Wow! I didn't ramble on & on & on... Must be something wrong with me...

John
.

Meant to put this in the **Recent Acquisitions** thread... Whoops... If it's worth the trouble
to move it, please do...

.


----------



## MSwaterlogged (Feb 5, 2014)

I really like the comparison John.

Charlie


----------



## GT40 (Jan 18, 2014)

*WELL DONE John*


----------



## Bubba 123 (Sep 10, 2010)

LOVE that green/gold striped #2 !!!:thumbsup:

Bubba :wave:


----------



## Dushkwoneshe (Apr 27, 2012)

.
Thank you, very much Charlie and gt40...

I had the G*+* Ligier F1 pulled out for new project and set it beside the
new MG*+* and thought putting the different cars together for a photo
would be pretty bodacious... So I dug out some more...
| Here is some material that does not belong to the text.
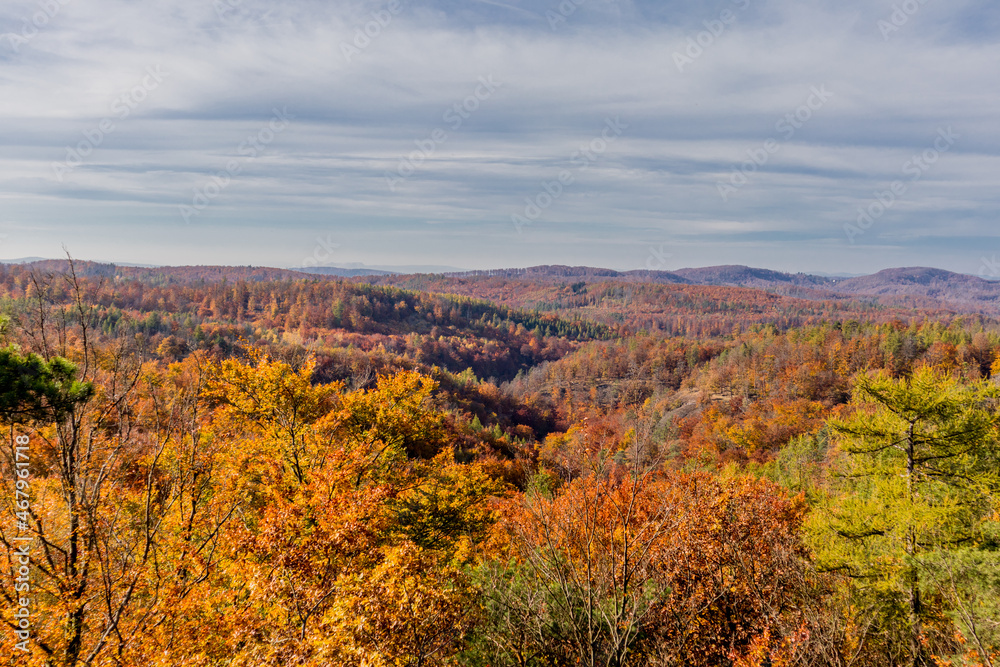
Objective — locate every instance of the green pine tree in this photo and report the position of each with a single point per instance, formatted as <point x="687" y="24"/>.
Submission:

That green w/gold stripe #2 (Denny Hulme's Championship '67 Repco-Brabham
BT-24, I think) is a most beautiful car, Bubba... An easy car to love...
It's one of my favorites, for sure... Along with the red #11 (a '67
McLaren-BRM M5A, I'm pretty sure)... Both are always at the the
top of my lists...


But I think my all-time favorite (subject to change  ) is the G*+* of
Jacques Lafitte, #26 Ligier JS11, with a Ford-Cosworth DFV...

I absolutely love that body :thumbsup: :thumbsup: ...

John
.


----------